He lives into more cosmic forces. The will becomes absorbed,
let me say; the will gradually disappears. When the human
being has arrived at the Midnight Hour of the world, however,
that is after he has gone through the Imaginative stage, the
stage of Inspiration, the Intuitive stage, and arrives, as it
were, at the height of life between death and a new birth,
then Intuition fills itself again with will. The thought
again becomes permeated by will, and this will saturates the
soul more and more; the soul wrestles through again to
Inspiration and then to Imagination, undergoing Imagination
for some time; then it is again ripe to be embodied here. Out
of the pictures is formed, in the way I have described, what
appears as the transformed metabolic-limb man of the previous
incarnation. You see, therefore, that through those stages
that are striven for in occult development, the human being
ascends to the Midnight Hour of the world and then takes the
reverse path down again to Imagination, arriving again at
thought formation when he embodies himself
(see drawing).
During this
entire time the human being absorbs the will, and now, coming
again into physical existence, we see how what works in out
of the cosmos, what he absorbed from the previous
incarnation, is as in a picture, and the will is still within
this picture. We thus have here will-saturated
Imagination.
When the human
being therefore arrives at a new physical life, still before
his conception, he does indeed have an Imagination, but a
will-saturated Imagination. Out of the Imagination, which is
essentially what existed already as picture, arises the head
and what belongs to it, as well as the will, which takes hold
now of the new limbs and the metabolism. This thus
distributes itself over the head and the rest of the human
being. The head is essentially, let me say, crystallized,
frozen thought; what lives in the rest of the human being is
organized will. Actually the human being can truly awaken
only in the head. After all, you know your
thoughts — your mental images in ordinary consciousness
— one can say this about all present-day human beings.

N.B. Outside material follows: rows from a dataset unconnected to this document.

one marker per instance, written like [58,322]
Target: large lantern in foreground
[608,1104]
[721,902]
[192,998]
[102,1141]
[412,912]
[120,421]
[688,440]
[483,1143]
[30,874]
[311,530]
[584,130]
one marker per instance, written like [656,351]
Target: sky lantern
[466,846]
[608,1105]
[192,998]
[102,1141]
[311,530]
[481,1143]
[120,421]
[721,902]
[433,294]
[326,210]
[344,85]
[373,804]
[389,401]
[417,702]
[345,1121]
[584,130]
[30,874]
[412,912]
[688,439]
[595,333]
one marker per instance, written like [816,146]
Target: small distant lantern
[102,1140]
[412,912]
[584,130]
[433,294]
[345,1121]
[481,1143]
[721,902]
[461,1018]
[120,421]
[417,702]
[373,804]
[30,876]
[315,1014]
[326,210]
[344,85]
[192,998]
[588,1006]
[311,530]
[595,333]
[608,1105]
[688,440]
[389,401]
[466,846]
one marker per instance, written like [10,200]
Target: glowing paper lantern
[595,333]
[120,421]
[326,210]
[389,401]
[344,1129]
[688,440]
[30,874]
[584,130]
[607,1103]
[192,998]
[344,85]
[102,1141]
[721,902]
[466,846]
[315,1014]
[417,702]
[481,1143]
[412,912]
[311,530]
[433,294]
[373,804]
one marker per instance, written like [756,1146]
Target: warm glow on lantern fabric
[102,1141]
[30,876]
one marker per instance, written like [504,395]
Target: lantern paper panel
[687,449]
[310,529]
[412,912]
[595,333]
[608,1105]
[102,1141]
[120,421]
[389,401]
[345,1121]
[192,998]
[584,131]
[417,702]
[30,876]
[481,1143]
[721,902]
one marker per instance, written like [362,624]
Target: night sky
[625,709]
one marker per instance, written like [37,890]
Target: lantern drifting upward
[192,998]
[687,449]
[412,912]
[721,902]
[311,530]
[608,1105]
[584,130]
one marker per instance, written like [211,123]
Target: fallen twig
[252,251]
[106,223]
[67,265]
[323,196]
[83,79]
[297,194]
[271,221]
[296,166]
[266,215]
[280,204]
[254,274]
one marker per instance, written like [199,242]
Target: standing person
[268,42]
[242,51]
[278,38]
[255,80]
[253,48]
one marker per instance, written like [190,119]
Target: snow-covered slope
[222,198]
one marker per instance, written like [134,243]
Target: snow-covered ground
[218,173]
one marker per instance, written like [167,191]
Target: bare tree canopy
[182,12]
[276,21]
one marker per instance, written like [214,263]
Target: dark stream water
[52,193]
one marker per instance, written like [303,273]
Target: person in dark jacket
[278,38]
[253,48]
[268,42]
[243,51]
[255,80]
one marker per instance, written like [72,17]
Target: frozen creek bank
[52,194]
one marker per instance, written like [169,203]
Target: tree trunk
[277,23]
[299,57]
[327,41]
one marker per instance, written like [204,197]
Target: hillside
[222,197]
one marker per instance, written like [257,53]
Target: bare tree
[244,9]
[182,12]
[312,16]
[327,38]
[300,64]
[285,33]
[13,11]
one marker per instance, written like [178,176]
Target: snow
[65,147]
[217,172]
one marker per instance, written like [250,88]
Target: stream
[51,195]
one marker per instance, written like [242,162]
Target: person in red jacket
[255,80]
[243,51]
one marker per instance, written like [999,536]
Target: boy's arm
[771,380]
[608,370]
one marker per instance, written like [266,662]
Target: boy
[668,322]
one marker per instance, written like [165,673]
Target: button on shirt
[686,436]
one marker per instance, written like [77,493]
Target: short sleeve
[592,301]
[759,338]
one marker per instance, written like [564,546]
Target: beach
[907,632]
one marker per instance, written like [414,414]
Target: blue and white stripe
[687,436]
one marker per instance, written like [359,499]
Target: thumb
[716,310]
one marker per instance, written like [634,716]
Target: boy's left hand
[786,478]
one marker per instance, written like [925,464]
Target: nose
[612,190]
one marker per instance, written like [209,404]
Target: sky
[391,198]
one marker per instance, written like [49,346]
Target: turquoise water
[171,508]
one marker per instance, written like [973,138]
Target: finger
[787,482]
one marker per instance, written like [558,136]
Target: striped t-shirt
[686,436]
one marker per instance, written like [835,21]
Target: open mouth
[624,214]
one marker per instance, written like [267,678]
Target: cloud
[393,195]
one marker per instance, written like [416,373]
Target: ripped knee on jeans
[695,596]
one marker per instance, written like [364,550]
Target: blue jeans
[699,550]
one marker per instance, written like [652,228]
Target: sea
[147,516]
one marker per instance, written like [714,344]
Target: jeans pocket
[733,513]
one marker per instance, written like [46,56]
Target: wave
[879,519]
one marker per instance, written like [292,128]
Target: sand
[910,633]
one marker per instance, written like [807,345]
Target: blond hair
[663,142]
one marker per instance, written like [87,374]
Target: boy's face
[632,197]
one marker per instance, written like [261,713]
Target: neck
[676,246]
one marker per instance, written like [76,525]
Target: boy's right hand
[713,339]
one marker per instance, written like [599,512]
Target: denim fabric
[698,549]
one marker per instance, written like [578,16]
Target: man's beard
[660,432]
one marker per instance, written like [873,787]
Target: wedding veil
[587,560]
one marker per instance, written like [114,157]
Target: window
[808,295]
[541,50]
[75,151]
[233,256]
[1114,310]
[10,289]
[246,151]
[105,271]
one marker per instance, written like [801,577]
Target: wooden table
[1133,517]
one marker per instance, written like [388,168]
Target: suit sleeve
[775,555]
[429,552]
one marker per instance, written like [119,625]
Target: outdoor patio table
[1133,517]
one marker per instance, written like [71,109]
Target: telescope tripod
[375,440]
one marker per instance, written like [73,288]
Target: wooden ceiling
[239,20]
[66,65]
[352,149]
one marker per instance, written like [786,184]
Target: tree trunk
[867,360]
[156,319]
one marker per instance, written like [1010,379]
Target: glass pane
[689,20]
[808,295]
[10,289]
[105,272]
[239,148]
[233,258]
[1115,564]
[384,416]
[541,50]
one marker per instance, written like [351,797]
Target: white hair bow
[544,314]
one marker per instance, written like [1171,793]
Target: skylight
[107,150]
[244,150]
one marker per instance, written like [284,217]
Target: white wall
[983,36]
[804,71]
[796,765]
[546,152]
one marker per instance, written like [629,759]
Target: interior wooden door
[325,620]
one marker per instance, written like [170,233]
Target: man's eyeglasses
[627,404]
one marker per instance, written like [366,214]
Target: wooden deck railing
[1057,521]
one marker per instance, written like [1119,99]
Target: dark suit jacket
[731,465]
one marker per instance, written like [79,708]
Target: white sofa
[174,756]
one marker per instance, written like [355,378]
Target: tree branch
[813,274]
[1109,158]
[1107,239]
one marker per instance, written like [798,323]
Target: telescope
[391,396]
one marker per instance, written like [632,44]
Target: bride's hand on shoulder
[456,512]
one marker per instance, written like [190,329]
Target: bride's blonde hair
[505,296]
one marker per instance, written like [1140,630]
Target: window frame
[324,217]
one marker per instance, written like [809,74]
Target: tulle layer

What happens in the will, as I have often mentioned, is just
as unknown to man as what happens in sleep. How does one
know, when one lifts an arm in ordinary consciousness, what
is taking place? One perceives that an arm is lifted —
we have this mental image — but the act of will as such
remains in sleep, similar to the period between falling
asleep and awakening. One therefore can say that regarding
the metabolic-limb system, man also sleeps during the day. He
awakens actually only in relation to the head-man. This all
works together again.
You see,
official science today speaks of a certain logic. It speaks
in the logic of the mental image, of making judgments, and of
drawing conclusions. Picture such a conclusion. The
well-known conclusion, which resides in all logic, is related
to the famous logical personality: all human beings are
mortal; Caesar is a human being; therefore Caesar is mortal.
This is the conclusion, and every part of the conclusion is a
judgment: “All human beings are mortal” is a
judgment; “Caesar is a human being” is a
judgment; “therefore Caesar is mortal” is a
judgment. The whole is a conclusion. Man, Caesar, are mental
images. If you question a person today who is one of the very
clever people — we must always consider the very clever
people, for they determine the prevailing tone — he
says, “Everything actually takes place in the nervous
system; the nervous system is the mediator of the mental
image, judgment, conclusion, even of feeling and will.”
Already with this kind of forming mental images, making
judgments, drawing conclusions, things are not as present
official thinking believes them to be. Only forming mental
images as such is actually the concern of the head. When you
make a judgment, then you must feel, through the mediation of
the etheric body, how you stand on your legs. You do not
really make judgments with your head at all; you make
judgments with your legs, although with the legs of the
etheric body. He who makes judgments even when he is lying
down stretches his etheric legs. Making judgments is not
based on the head; it is based on the legs! Of course nobody
believes this today; nonetheless it is true. Drawing
conclusions is based on the arms and hands, and generally
upon that which lifts man out of what the animal also has.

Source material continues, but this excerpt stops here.